Although Isak Dinesen has been widely acclaimed as a popular writer, her
work has received little sustained critical attention. In this
revisionist study, Susan Hardy Aiken takes up the complex relations of
gender, sexuality, and representation in Dinesen's narratives. Drawing
on feminist, psychoanalytic, and post-structuralist theories, Aiken
shows how the form and meaning of Dinesen's texts are affected by her
doubled situations as a Dane who wrote in English, a European who lived
for many years in Africa, and a woman who wrote under a male pseudonym
within a male-centered literary tradition.

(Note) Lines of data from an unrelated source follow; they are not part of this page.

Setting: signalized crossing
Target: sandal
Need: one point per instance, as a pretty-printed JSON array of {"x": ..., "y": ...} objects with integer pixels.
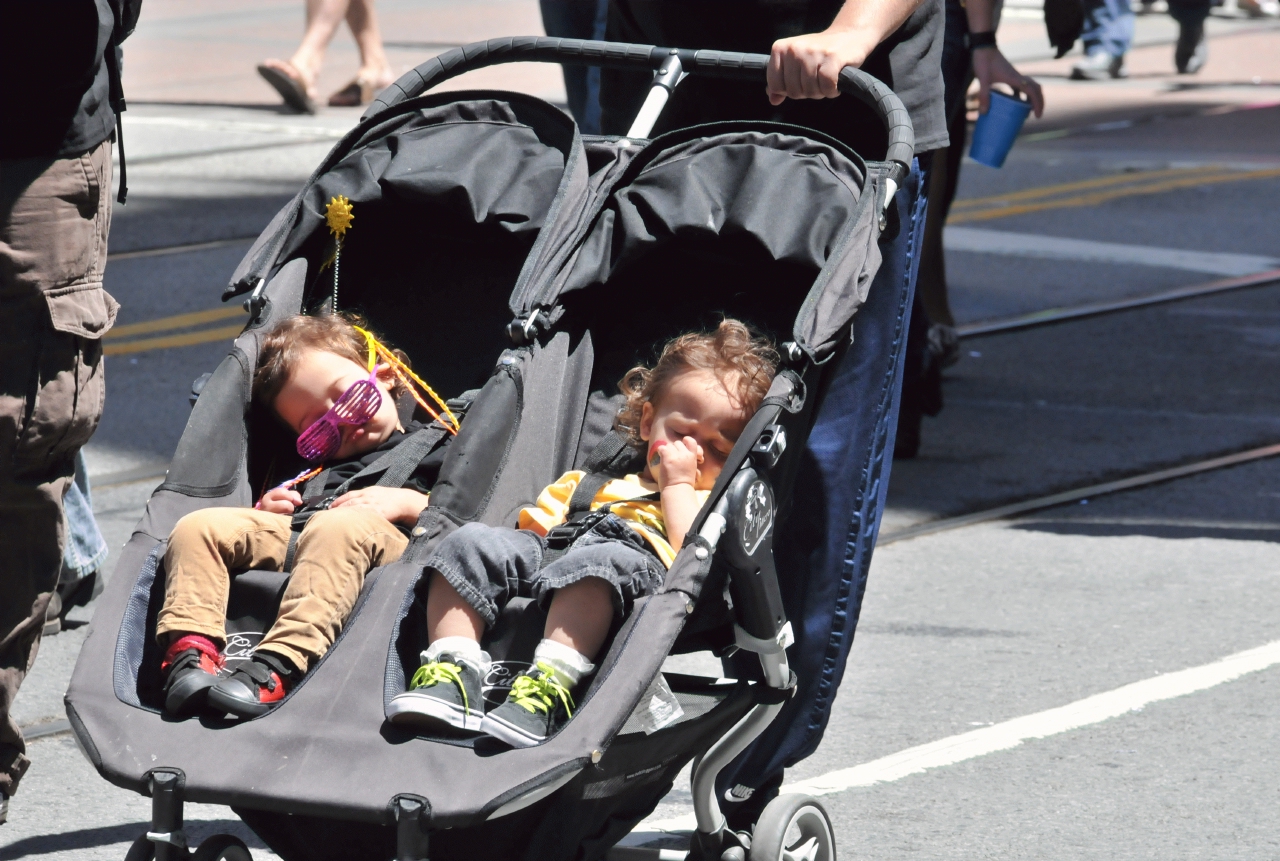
[
  {"x": 288, "y": 82},
  {"x": 356, "y": 94}
]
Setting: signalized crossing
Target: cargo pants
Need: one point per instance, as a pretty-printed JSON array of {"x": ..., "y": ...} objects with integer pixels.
[{"x": 54, "y": 219}]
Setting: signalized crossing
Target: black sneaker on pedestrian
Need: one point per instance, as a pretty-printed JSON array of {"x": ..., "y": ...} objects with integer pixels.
[
  {"x": 190, "y": 669},
  {"x": 443, "y": 694},
  {"x": 255, "y": 687},
  {"x": 535, "y": 709},
  {"x": 1192, "y": 50},
  {"x": 1100, "y": 65}
]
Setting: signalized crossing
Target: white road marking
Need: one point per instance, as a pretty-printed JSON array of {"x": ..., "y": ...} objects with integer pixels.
[
  {"x": 1011, "y": 733},
  {"x": 1029, "y": 244}
]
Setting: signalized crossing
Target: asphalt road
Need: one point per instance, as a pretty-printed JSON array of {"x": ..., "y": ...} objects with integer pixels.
[{"x": 961, "y": 630}]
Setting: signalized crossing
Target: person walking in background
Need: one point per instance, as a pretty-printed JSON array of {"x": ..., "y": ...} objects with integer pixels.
[
  {"x": 55, "y": 210},
  {"x": 968, "y": 51},
  {"x": 579, "y": 19},
  {"x": 296, "y": 78},
  {"x": 1192, "y": 49},
  {"x": 1107, "y": 35}
]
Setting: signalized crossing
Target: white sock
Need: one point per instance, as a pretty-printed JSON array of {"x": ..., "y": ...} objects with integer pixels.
[
  {"x": 461, "y": 647},
  {"x": 570, "y": 664}
]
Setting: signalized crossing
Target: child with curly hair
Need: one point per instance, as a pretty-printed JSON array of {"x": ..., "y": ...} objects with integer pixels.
[
  {"x": 685, "y": 413},
  {"x": 330, "y": 381}
]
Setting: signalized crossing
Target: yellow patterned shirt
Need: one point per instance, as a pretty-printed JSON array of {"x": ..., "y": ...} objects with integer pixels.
[{"x": 644, "y": 517}]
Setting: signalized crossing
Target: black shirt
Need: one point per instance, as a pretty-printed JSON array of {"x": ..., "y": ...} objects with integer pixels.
[
  {"x": 421, "y": 480},
  {"x": 909, "y": 62},
  {"x": 55, "y": 92}
]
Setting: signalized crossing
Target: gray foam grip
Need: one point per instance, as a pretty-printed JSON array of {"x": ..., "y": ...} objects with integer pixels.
[{"x": 725, "y": 64}]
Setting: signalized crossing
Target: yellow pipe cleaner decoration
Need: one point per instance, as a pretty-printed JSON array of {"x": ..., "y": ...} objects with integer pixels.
[
  {"x": 338, "y": 215},
  {"x": 402, "y": 370}
]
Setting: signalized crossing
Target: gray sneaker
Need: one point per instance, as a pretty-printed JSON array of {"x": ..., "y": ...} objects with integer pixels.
[
  {"x": 444, "y": 692},
  {"x": 535, "y": 709},
  {"x": 1098, "y": 65}
]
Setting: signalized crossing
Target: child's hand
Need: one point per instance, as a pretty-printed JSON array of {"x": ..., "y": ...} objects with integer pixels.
[
  {"x": 676, "y": 463},
  {"x": 396, "y": 504},
  {"x": 279, "y": 500}
]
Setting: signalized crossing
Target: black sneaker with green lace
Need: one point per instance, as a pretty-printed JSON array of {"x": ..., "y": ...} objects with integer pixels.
[
  {"x": 535, "y": 709},
  {"x": 444, "y": 692}
]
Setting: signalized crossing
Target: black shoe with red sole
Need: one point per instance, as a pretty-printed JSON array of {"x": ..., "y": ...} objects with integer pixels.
[
  {"x": 190, "y": 671},
  {"x": 255, "y": 687}
]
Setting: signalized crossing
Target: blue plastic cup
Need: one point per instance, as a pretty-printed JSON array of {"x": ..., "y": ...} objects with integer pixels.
[{"x": 996, "y": 129}]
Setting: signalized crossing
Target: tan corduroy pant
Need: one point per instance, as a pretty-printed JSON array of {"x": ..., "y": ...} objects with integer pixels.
[{"x": 336, "y": 550}]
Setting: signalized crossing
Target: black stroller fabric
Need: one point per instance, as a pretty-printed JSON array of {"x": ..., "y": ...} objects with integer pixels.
[{"x": 758, "y": 221}]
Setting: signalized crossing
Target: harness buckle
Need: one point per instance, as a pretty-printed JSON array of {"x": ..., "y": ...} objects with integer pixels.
[{"x": 561, "y": 537}]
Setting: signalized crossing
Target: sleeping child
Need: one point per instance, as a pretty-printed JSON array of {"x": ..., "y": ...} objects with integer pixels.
[
  {"x": 686, "y": 413},
  {"x": 334, "y": 385}
]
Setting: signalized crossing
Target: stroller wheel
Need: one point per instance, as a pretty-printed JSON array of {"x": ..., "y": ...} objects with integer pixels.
[
  {"x": 141, "y": 850},
  {"x": 794, "y": 828},
  {"x": 222, "y": 847}
]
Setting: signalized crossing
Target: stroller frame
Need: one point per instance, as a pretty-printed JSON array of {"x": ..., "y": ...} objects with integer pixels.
[{"x": 739, "y": 525}]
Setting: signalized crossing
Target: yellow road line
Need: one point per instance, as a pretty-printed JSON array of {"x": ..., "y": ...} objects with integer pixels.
[
  {"x": 177, "y": 321},
  {"x": 1097, "y": 182},
  {"x": 1110, "y": 195},
  {"x": 165, "y": 342}
]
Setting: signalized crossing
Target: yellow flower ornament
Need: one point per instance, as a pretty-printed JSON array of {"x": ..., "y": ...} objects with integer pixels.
[{"x": 338, "y": 215}]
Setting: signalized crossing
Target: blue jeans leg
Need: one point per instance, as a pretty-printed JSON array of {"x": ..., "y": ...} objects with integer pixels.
[
  {"x": 579, "y": 19},
  {"x": 1107, "y": 24},
  {"x": 86, "y": 548},
  {"x": 824, "y": 549}
]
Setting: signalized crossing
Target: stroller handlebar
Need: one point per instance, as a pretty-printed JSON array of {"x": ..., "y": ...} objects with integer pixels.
[{"x": 621, "y": 55}]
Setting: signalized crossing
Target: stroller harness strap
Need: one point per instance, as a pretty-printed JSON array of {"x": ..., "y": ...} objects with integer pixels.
[
  {"x": 581, "y": 520},
  {"x": 396, "y": 466}
]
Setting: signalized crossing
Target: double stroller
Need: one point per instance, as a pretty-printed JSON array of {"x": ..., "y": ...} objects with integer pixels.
[{"x": 519, "y": 265}]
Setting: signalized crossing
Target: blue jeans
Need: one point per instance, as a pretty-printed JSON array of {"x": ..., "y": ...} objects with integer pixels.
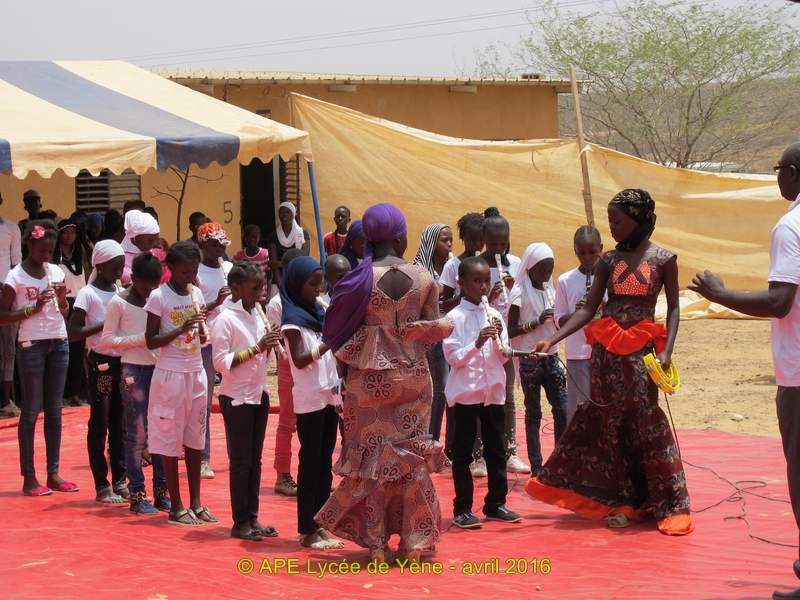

In a series of readings that range across Dinesen's career, Aiken
demonstrates that Dinesen persistently asserted the inseparability of
gender and the engendering of narrative. She argues that Dinesen's texts
anticipate in remarkable ways some of the most radical insights of
contemporary literary theories, particularly those of French feminist
criticism. Aiken also offers a major rereading of Out of Africa that
both addresses its distinctiveness as a colonialist text and places it
within Dinesen's larger oeuvre.
In Aiken's account, Dinesen's work emerges as a compelling inquiry into
sexual difference and the ways it informs culture, subjectivity, and the
language that is their medium. This important book will at last give
Isak Dinesen's work the prominence it deserves in literary studies.